Os autores são tão díspares e semelhantes quanto um pé de soja convencional ao lado de outro transgênico. À primeira vista, não se distinguem: ambos desferem golpes vigorosos contra a biotecnologia.
Caruso, jornalista, esmiúça a investida controladora lançada pela indústria biotecnológica para cima dos coniventes órgãos reguladores dos EUA (paralelos com o Brasil ficam por conta do leitor). Seu diagnóstico é que a aparente objetividade das análises de risco em favor dos transgênicos não é mais que isso -aparência, sintoma de tecnocratismo galopante, que se esforça por encenar como luz da razão o que não passa de viés interessado.

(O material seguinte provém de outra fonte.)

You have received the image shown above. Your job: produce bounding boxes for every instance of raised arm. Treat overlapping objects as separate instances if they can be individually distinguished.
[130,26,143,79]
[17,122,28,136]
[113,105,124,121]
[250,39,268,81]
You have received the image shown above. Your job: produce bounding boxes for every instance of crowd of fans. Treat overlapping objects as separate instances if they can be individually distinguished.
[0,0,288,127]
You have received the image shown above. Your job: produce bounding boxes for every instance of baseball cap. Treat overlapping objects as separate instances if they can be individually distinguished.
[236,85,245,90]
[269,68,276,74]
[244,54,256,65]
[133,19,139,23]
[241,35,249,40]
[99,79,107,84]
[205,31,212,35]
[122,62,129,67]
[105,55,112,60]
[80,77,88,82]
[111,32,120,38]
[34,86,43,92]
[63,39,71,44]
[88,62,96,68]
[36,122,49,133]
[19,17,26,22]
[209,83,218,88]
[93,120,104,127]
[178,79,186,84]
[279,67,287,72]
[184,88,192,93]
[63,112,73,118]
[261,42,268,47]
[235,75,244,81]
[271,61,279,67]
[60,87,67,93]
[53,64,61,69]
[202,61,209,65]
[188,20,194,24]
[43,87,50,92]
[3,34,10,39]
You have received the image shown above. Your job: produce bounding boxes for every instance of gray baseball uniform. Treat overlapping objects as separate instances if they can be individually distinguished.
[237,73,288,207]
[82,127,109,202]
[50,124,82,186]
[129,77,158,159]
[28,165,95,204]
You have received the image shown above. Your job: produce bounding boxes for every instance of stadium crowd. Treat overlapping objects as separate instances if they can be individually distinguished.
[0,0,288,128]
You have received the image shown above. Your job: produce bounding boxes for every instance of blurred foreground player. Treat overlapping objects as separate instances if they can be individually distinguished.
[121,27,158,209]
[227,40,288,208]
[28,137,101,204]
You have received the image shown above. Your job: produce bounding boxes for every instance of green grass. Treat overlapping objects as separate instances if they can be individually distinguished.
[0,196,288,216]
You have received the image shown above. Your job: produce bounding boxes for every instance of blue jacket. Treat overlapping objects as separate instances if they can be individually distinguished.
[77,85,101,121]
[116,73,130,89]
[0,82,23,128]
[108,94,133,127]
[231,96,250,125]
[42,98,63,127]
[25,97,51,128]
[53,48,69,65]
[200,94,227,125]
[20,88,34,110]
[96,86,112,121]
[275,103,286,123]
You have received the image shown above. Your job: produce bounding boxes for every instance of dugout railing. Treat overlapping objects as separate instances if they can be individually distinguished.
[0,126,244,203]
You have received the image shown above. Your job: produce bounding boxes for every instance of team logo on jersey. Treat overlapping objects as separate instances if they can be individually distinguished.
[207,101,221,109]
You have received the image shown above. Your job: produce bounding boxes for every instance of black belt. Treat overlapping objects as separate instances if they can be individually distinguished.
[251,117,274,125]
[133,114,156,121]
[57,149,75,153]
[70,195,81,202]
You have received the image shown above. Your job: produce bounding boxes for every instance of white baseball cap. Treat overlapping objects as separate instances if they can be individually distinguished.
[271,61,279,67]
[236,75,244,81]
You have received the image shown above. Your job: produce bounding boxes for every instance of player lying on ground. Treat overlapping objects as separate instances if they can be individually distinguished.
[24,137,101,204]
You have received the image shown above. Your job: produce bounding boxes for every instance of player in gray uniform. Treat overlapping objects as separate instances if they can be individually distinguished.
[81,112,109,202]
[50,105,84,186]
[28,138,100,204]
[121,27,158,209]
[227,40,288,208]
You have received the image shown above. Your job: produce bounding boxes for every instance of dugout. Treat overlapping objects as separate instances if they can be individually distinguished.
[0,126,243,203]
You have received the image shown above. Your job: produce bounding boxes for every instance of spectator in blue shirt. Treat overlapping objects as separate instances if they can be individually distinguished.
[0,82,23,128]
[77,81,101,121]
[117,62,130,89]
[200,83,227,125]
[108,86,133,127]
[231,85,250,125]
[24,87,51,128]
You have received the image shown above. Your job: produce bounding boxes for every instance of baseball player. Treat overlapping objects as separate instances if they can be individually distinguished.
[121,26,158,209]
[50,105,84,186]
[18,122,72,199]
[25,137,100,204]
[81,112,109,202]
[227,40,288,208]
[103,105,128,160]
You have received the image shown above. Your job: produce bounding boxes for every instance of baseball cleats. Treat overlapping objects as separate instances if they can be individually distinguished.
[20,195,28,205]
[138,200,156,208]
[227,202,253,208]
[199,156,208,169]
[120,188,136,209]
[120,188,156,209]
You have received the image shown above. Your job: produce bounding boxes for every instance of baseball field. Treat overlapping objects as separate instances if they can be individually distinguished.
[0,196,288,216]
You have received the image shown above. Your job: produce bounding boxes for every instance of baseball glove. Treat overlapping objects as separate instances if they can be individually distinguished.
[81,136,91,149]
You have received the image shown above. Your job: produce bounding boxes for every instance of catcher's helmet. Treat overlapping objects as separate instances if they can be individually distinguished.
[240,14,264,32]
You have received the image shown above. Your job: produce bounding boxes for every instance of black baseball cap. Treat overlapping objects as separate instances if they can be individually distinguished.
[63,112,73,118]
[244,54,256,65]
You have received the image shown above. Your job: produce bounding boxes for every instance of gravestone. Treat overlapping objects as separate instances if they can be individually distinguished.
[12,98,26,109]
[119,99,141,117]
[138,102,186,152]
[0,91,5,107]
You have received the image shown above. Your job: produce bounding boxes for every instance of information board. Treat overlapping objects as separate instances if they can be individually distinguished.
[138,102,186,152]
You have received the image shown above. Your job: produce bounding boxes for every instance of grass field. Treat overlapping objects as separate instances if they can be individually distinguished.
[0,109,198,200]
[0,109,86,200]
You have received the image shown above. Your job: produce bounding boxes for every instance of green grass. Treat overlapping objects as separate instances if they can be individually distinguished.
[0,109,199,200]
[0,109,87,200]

Crichton, romancista best seller e consultor científico de George W. Bush, pinta um panorama tenebroso da engenharia genética, no qual a ausência de escrúpulos enche o mundo de quimeras. Se em seu livro anterior atacava arautos do apocalipse climático, alistando-se entre os céticos, agora se torna ele mesmo apocalíptico. Mantém, contudo, o propósito de influenciar políticas públicas para cercear a ciência.
A jornalista se sai melhor que o escritor, mas ambos devem ser lidos por quem se interessar pelo futuro da imagem pública da biologia.